Coalition urges BLM to halt Calif. leases until studies are done
Published: Friday, October 4, 2013
A broad coalition of mostly environmental and public health advocates today asked the Bureau of Land Management to cancel all oil and natural gas lease sales on federal lands in the state until after it has finished a broad analysis of the environmental impacts of drilling and the use of hydraulic fracturing.
In May, BLM canceled all oil and gas leases in the state through the fiscal 2013 budget year, which ended Tuesday. That was due to the budget sequester, which forced the agency to prioritize the resources it can commit for oil and gas development on federal lands.
The coalition -- which includes the Center for Biological Diversity, Sierra Club of California and League of Women Voters of California -- wants the leasing moratorium to continue in the wake of BLM's announcement in the summer that it will conduct a full environmental impact statement for the agency's Hollister Field Office in central California, analyzing the potential impacts of allowing hydraulic fracturing on the 284,000 acres of public land within the field office's jurisdiction ( Greenwire, Aug. 2).
BLM has also launched an independent statewide science review of the potential oil and gas drilling impacts on the environment and the general geology of the state, including the potential seismic impacts of drilling in a state that's constantly under threat of earthquakes. The California Council on Science and Technology is leading that review and plans to publish a peer-reviewed report by early next year.
The coalition sent a two-page letter to BLM California State Director Jim Kenna asking the agency "to extend its current moratorium on oil and gas leases" until the studies are done.

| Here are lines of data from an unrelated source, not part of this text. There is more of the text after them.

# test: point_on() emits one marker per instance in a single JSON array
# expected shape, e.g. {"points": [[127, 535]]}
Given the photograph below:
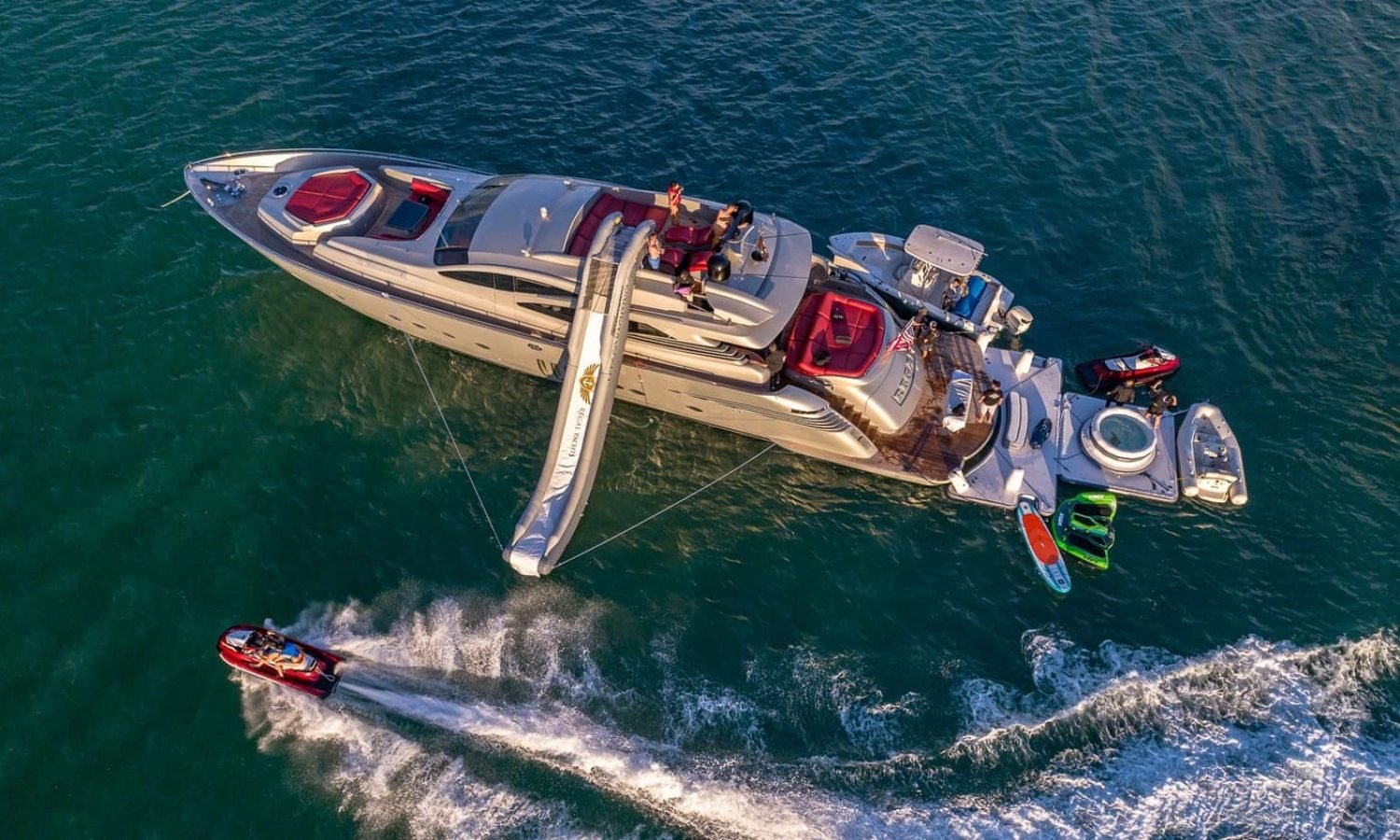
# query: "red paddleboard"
{"points": [[1042, 548]]}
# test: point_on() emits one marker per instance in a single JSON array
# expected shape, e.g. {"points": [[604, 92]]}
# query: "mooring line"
{"points": [[668, 507], [450, 437], [173, 201]]}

It also asked Kenna to ensure that the agency includes a thorough evaluation of "the full array of environmental and public health impacts of hydraulic fracturing," according to the letter, signed by 100 groups.
"Fracking and other forms of unconventional, risky oil development are putting our air, water, wildlife, health and climate at enormous risk," said Rose Braz, the Center for Biological Diversity's climate campaign director. "New York state has prohibited fracking while the dangers are studied, and the federal government should take the same careful approach on California's beautiful public lands."
But the letter concerns the oil and gas industry, which has been complaining for years about the difficulty of oil and gas development on federal lands across the West.
"This is just another of the ongoing campaigns that the Center for Biological Diversity has been waging on energy production on California for a very long time," said Tupper Hull, a spokesman for the Western States Petroleum Association in Sacramento.
Hull noted that California last month adopted new regulatory standards for hydraulic fracturing and other unconventional drilling ( EnergyWire, Sept. 23).
CBD has "repeatedly and mistakenly labeled hydraulic fracturing as a dangerous or hazardous activity," Hull said. "The evidence is overwhelming that it is safe and effective and is in the best interests of California, particularly now that we have the most stringent regulations in the country governing hydraulic fracturing in California."
But the coalition says BLM has an opportunity to ensure that Californians' water and air quality is protected by thoroughly studying the issue.
"Due to the wide-ranging dangers of unconventional oil and gas extraction, we strongly urge BLM to extend its current moratorium on oil and gas leases and to thoroughly evaluate the full array of impacts and threats," it wrote.